Just finished this today, which is appropriate as there have been other moon-based shenanigans afoot (there was an eclipse in this part of the world this morning).

These are my good friends Eloise and Murphy going about their business, which in this case involves collecting skeins of moonlight, presumably to fashion into a stylish, yet practical, garment later on. Eloise recently packed her job in and has become a full time weaver – you can find out more here, or if you are visiting Widecombe-in-the-moor, pop into the National Trust shop where she has some wares on display.

Here are the relevant stages (or struggles, as I prefer to call them). First, the initial scribbly idea…


Then the rough with some colour added via Photoshop…


Next, the pen and ink drawing…


Then the undercoat, which was particularly fiddly on this one because of all the twiggy nonsense.


After this stage there was much toothbrush-flicking of watercolour, added colour pencil, paint taken off and put back on again, scanning in and fiddling about digitally to try things out so as not to make too much of a mess on the painting, more flicking of paint and general fixing of things. Business as usual, in fact. This one will probably undergo a bit more remedial work; normally I live with paintings for a while before releasing them into the wild, but there probably won’t be many lunar-centric stories in the news in the next week so this seemed an appropriate time.


17 Replies to “Spinning Moonlight”

      1. I find them fascinating. It’s one of the main reasons I buy art books. I want to see the sketches!

  1. Gorgeous work as ever and I also love being given a peek into someone else’s process.
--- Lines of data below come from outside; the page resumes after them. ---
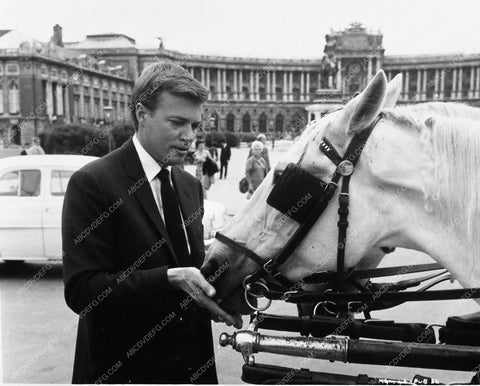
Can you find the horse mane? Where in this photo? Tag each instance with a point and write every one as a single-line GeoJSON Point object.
{"type": "Point", "coordinates": [450, 137]}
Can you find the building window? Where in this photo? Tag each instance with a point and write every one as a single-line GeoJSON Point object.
{"type": "Point", "coordinates": [279, 93]}
{"type": "Point", "coordinates": [231, 122]}
{"type": "Point", "coordinates": [1, 100]}
{"type": "Point", "coordinates": [13, 99]}
{"type": "Point", "coordinates": [279, 123]}
{"type": "Point", "coordinates": [263, 93]}
{"type": "Point", "coordinates": [246, 123]}
{"type": "Point", "coordinates": [12, 69]}
{"type": "Point", "coordinates": [262, 123]}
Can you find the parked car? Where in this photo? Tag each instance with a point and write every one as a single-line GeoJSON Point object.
{"type": "Point", "coordinates": [32, 189]}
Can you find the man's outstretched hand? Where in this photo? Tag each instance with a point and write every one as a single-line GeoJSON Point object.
{"type": "Point", "coordinates": [191, 281]}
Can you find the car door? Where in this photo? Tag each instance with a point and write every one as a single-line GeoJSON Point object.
{"type": "Point", "coordinates": [56, 186]}
{"type": "Point", "coordinates": [21, 235]}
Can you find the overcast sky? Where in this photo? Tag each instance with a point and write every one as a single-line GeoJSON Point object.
{"type": "Point", "coordinates": [254, 28]}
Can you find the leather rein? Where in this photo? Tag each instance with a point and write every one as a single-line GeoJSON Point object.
{"type": "Point", "coordinates": [268, 282]}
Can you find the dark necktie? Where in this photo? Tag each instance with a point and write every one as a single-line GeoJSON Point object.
{"type": "Point", "coordinates": [173, 219]}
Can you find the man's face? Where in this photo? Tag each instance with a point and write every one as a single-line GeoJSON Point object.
{"type": "Point", "coordinates": [167, 132]}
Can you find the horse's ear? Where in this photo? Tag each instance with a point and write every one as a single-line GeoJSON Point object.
{"type": "Point", "coordinates": [394, 88]}
{"type": "Point", "coordinates": [360, 112]}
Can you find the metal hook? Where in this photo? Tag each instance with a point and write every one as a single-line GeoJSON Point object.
{"type": "Point", "coordinates": [248, 287]}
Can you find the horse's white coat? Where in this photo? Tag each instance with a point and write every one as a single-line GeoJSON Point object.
{"type": "Point", "coordinates": [388, 190]}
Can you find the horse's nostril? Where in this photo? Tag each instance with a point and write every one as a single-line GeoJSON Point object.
{"type": "Point", "coordinates": [209, 268]}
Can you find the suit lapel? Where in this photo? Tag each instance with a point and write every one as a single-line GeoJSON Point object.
{"type": "Point", "coordinates": [143, 193]}
{"type": "Point", "coordinates": [190, 210]}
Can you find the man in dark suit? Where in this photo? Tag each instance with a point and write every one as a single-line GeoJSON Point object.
{"type": "Point", "coordinates": [225, 155]}
{"type": "Point", "coordinates": [144, 305]}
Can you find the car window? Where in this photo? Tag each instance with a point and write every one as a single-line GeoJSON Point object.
{"type": "Point", "coordinates": [59, 181]}
{"type": "Point", "coordinates": [9, 184]}
{"type": "Point", "coordinates": [20, 183]}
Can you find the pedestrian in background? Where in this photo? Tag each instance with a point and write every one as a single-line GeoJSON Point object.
{"type": "Point", "coordinates": [213, 152]}
{"type": "Point", "coordinates": [199, 158]}
{"type": "Point", "coordinates": [263, 139]}
{"type": "Point", "coordinates": [256, 168]}
{"type": "Point", "coordinates": [35, 148]}
{"type": "Point", "coordinates": [225, 154]}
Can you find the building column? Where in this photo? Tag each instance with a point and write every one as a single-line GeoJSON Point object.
{"type": "Point", "coordinates": [269, 89]}
{"type": "Point", "coordinates": [407, 85]}
{"type": "Point", "coordinates": [308, 86]}
{"type": "Point", "coordinates": [369, 69]}
{"type": "Point", "coordinates": [81, 101]}
{"type": "Point", "coordinates": [208, 79]}
{"type": "Point", "coordinates": [240, 85]}
{"type": "Point", "coordinates": [235, 85]}
{"type": "Point", "coordinates": [100, 91]}
{"type": "Point", "coordinates": [339, 75]}
{"type": "Point", "coordinates": [290, 86]}
{"type": "Point", "coordinates": [224, 84]}
{"type": "Point", "coordinates": [454, 84]}
{"type": "Point", "coordinates": [274, 86]}
{"type": "Point", "coordinates": [67, 104]}
{"type": "Point", "coordinates": [471, 91]}
{"type": "Point", "coordinates": [92, 102]}
{"type": "Point", "coordinates": [419, 80]}
{"type": "Point", "coordinates": [302, 86]}
{"type": "Point", "coordinates": [59, 96]}
{"type": "Point", "coordinates": [252, 86]}
{"type": "Point", "coordinates": [219, 85]}
{"type": "Point", "coordinates": [460, 84]}
{"type": "Point", "coordinates": [424, 85]}
{"type": "Point", "coordinates": [442, 85]}
{"type": "Point", "coordinates": [477, 83]}
{"type": "Point", "coordinates": [119, 112]}
{"type": "Point", "coordinates": [257, 87]}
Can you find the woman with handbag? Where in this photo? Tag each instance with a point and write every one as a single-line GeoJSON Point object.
{"type": "Point", "coordinates": [203, 160]}
{"type": "Point", "coordinates": [256, 168]}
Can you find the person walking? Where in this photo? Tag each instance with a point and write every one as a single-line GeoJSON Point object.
{"type": "Point", "coordinates": [35, 148]}
{"type": "Point", "coordinates": [225, 155]}
{"type": "Point", "coordinates": [256, 168]}
{"type": "Point", "coordinates": [133, 244]}
{"type": "Point", "coordinates": [263, 139]}
{"type": "Point", "coordinates": [201, 157]}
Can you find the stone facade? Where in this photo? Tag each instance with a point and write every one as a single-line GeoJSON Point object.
{"type": "Point", "coordinates": [250, 95]}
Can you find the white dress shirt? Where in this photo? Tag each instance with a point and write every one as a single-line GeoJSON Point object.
{"type": "Point", "coordinates": [151, 169]}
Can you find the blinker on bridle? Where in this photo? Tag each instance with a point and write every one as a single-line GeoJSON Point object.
{"type": "Point", "coordinates": [294, 178]}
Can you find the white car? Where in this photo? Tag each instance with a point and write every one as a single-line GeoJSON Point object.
{"type": "Point", "coordinates": [32, 189]}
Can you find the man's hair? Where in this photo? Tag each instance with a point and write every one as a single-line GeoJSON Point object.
{"type": "Point", "coordinates": [160, 77]}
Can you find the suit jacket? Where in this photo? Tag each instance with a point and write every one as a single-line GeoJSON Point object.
{"type": "Point", "coordinates": [133, 327]}
{"type": "Point", "coordinates": [225, 154]}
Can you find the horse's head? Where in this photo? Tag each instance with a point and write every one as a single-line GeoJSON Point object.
{"type": "Point", "coordinates": [265, 230]}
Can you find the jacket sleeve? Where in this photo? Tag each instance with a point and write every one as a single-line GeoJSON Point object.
{"type": "Point", "coordinates": [88, 242]}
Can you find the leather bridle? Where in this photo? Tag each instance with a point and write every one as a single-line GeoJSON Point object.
{"type": "Point", "coordinates": [345, 166]}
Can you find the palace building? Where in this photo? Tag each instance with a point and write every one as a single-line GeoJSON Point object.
{"type": "Point", "coordinates": [42, 84]}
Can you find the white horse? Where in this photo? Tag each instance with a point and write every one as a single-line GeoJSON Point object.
{"type": "Point", "coordinates": [415, 186]}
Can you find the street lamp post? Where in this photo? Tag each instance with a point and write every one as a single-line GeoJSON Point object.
{"type": "Point", "coordinates": [107, 114]}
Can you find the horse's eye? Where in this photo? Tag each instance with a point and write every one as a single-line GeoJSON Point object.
{"type": "Point", "coordinates": [276, 175]}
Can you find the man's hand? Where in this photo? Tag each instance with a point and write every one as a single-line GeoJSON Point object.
{"type": "Point", "coordinates": [191, 281]}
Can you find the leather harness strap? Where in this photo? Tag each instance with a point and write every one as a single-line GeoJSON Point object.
{"type": "Point", "coordinates": [282, 286]}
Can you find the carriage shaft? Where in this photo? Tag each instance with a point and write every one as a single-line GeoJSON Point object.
{"type": "Point", "coordinates": [392, 353]}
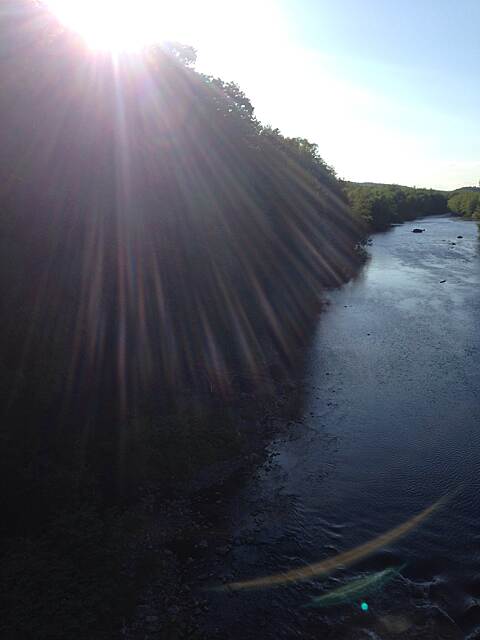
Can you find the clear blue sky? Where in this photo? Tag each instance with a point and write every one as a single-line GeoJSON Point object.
{"type": "Point", "coordinates": [390, 91]}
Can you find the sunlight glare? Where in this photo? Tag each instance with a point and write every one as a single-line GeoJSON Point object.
{"type": "Point", "coordinates": [117, 25]}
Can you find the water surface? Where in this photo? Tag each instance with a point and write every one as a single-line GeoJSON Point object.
{"type": "Point", "coordinates": [391, 424]}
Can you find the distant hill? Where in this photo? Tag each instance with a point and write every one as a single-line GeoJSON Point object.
{"type": "Point", "coordinates": [463, 189]}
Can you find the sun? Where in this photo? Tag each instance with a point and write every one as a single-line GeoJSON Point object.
{"type": "Point", "coordinates": [116, 25]}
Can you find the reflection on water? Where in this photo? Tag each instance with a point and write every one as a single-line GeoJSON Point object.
{"type": "Point", "coordinates": [341, 560]}
{"type": "Point", "coordinates": [391, 421]}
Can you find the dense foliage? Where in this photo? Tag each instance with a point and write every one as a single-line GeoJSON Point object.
{"type": "Point", "coordinates": [379, 206]}
{"type": "Point", "coordinates": [466, 203]}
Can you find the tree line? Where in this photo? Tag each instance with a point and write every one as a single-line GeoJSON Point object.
{"type": "Point", "coordinates": [380, 206]}
{"type": "Point", "coordinates": [465, 203]}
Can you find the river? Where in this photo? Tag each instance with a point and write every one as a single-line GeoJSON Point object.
{"type": "Point", "coordinates": [390, 424]}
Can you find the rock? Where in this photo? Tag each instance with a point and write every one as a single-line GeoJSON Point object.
{"type": "Point", "coordinates": [151, 618]}
{"type": "Point", "coordinates": [223, 551]}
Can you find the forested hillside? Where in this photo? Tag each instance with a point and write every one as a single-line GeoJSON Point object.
{"type": "Point", "coordinates": [379, 206]}
{"type": "Point", "coordinates": [466, 203]}
{"type": "Point", "coordinates": [157, 242]}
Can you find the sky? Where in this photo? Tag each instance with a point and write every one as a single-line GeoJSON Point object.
{"type": "Point", "coordinates": [389, 91]}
I think that the fundamental principles are the same, whether it’s visual art or the written word – music, too.

    I confess I’m fascinated by the interaction between traditional and computerised media in the way you work – a truly creative response to the tools available.

    I’m a great fan of all your stuff, but it’s these pencil/ink/watercolour paintings that I love most of all. They’re utterly unique and distinctive. Just delicious.
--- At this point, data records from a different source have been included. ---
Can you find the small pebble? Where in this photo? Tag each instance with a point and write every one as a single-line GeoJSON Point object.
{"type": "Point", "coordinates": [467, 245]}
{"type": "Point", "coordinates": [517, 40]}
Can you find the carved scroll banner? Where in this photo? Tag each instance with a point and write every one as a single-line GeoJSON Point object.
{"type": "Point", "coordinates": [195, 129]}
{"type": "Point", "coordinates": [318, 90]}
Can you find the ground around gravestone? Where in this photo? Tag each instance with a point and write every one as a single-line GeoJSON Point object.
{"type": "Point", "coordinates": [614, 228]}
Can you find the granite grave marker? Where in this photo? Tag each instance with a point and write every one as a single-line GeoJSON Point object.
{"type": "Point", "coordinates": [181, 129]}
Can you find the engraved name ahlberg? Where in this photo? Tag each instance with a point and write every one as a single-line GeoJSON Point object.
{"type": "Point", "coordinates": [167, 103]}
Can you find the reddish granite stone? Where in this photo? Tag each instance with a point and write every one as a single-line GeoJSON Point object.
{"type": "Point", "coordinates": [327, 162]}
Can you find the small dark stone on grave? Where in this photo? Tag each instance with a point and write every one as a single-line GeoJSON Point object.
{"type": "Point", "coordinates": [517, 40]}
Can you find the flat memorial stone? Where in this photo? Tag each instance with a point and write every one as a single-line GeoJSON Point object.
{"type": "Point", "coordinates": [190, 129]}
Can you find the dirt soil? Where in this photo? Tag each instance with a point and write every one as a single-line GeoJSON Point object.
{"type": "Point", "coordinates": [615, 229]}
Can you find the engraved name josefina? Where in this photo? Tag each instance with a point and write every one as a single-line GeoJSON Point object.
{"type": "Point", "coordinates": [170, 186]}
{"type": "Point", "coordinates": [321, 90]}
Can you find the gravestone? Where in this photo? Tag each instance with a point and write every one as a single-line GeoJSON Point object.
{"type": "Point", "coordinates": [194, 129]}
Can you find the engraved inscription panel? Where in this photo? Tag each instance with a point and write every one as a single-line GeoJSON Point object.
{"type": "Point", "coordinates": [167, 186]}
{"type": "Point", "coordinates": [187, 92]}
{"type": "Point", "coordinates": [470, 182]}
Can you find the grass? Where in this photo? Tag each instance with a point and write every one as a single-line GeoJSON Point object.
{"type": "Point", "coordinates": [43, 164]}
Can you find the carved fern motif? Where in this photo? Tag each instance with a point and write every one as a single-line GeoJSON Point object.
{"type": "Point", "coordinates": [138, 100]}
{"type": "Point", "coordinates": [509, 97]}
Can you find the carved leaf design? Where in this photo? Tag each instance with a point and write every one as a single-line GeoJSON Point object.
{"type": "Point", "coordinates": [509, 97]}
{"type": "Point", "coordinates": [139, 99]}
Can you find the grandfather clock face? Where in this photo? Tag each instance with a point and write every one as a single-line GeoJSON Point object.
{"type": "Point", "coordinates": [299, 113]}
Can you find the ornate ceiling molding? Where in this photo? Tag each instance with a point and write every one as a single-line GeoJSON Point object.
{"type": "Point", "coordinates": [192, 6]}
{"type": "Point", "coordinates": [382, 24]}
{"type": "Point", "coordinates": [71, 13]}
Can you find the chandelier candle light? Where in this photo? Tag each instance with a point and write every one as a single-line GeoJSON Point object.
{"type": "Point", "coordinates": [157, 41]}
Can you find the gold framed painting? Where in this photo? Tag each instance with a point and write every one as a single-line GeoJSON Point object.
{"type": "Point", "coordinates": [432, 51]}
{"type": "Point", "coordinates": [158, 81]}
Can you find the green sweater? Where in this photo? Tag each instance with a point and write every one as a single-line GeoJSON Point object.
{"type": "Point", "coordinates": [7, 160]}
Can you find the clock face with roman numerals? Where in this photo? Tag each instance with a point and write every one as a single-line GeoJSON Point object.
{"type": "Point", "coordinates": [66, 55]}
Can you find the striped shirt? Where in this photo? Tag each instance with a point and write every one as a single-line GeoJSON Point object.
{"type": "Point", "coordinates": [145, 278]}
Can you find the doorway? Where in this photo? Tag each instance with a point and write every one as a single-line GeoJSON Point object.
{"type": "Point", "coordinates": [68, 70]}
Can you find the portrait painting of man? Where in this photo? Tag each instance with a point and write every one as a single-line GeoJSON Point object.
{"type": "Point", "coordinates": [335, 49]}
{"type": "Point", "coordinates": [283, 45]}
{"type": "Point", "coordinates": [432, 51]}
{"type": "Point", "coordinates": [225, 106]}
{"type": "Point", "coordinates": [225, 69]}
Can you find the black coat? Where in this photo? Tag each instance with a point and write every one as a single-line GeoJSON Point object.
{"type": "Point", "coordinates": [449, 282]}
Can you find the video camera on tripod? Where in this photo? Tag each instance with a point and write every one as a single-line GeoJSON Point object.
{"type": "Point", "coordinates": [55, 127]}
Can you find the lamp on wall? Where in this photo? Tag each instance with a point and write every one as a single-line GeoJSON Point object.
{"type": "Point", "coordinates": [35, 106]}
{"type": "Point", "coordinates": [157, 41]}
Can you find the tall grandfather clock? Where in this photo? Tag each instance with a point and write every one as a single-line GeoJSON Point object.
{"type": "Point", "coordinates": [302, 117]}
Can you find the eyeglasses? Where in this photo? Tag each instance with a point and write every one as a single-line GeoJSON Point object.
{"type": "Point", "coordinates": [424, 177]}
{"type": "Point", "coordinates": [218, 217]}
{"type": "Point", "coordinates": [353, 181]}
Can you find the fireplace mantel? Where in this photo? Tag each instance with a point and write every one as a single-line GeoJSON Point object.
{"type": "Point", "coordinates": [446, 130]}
    Well, that was meant to be a thoughtful comment on the creative process and actually turned into a bit of a fan letter! No harm in that, I suppose.
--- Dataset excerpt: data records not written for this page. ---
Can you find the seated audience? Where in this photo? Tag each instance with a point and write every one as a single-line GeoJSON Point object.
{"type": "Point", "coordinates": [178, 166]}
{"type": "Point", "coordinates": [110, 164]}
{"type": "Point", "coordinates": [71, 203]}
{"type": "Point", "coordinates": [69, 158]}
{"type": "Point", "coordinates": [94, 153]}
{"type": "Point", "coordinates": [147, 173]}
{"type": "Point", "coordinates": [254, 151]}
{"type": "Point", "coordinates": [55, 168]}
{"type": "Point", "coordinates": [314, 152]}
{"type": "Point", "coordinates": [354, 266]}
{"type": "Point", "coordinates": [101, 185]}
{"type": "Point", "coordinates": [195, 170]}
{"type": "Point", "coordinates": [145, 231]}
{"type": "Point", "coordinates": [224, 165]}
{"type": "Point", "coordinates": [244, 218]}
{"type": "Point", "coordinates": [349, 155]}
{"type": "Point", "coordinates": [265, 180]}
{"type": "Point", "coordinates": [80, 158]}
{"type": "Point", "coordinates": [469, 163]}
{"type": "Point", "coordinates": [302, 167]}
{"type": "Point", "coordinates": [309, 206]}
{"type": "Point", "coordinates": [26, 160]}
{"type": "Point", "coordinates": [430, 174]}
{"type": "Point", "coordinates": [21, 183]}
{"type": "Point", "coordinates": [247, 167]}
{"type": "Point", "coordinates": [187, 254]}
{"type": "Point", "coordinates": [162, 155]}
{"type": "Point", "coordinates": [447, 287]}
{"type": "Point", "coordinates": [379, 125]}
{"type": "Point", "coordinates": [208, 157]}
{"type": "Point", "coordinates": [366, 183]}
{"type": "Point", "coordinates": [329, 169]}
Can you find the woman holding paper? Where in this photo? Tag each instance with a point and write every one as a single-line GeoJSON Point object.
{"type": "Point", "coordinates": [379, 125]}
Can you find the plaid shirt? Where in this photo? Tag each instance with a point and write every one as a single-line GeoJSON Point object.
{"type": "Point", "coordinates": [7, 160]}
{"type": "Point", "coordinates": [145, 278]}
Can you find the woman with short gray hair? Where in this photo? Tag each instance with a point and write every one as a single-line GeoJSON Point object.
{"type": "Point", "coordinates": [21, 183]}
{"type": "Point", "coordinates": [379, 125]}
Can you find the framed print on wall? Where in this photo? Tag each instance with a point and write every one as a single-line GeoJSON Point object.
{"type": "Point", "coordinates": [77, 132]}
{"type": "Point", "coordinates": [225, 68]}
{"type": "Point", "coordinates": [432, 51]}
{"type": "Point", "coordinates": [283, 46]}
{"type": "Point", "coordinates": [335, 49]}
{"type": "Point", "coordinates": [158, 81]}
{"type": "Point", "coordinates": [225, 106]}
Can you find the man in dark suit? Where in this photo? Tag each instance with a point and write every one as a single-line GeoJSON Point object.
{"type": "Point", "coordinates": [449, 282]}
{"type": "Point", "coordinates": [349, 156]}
  2. I love this illustration. Not only are the line work and colors impeccable, but it’s highly reminiscent of the Moon card from the tarot. I love the powerful magical energy that you charge your work with. Well done!

      1. You’re welcome.

        Do enjoy the blog. I must apologize for it’s appearance. The last them I used was hacked, and I’m designing a new theme for it as we speak. But the content is still accessible. Enjoy!

  3. David, I hadn’t seen this, doh! LOVE seeing the stages! Also love the lunar timing of it, which I hadn’t realised, and the comment about the Tarot likeness – have you done a deck of Tarot cards? It would be a stunning deck if you did! Thanks again, so honoured to be one of the weird folk inspiring your great work 🙂 xx

  4. My daughter and I are absolutely enchanted by this painting. We are doing a homeschool project collect folklore around the moon phases. Is there more to the story here of spinning skeins of moonlight? Were you inspired by any fairytales, folklore or magical experiences? We’d love to hear more if you’re Inspired to share. Thank you!
    ~ Dena and Maple

    1. Thanks. It’s not inspired from a specific tale, although I’ve probably been subconsciously influenced… The idea popped into my head on a walk between Hound Tor and Haytor near where I live – there’s a little valley there and I was taken with the trees and the little pools that had formed under the mossy branches. I thought it would more interesting as a painting if they were reflecting moonlight instead of sunshine. At the time my friend Eloise was starting out her mobile weaving business and somehow the two things came together. The Norns may have been in my thoughts as well, as I was dong some work on Scandinavian myths about then (strangely enough, I’m doing some more Viking-related work right now).

      1. Beautiful to hear more about how this painting came to be, birthed from your lands and loved ones. My daughter and I are both spinners, so have been talking alot about how one might spin the magic of moonlight. So glad to have your work. Thanks you.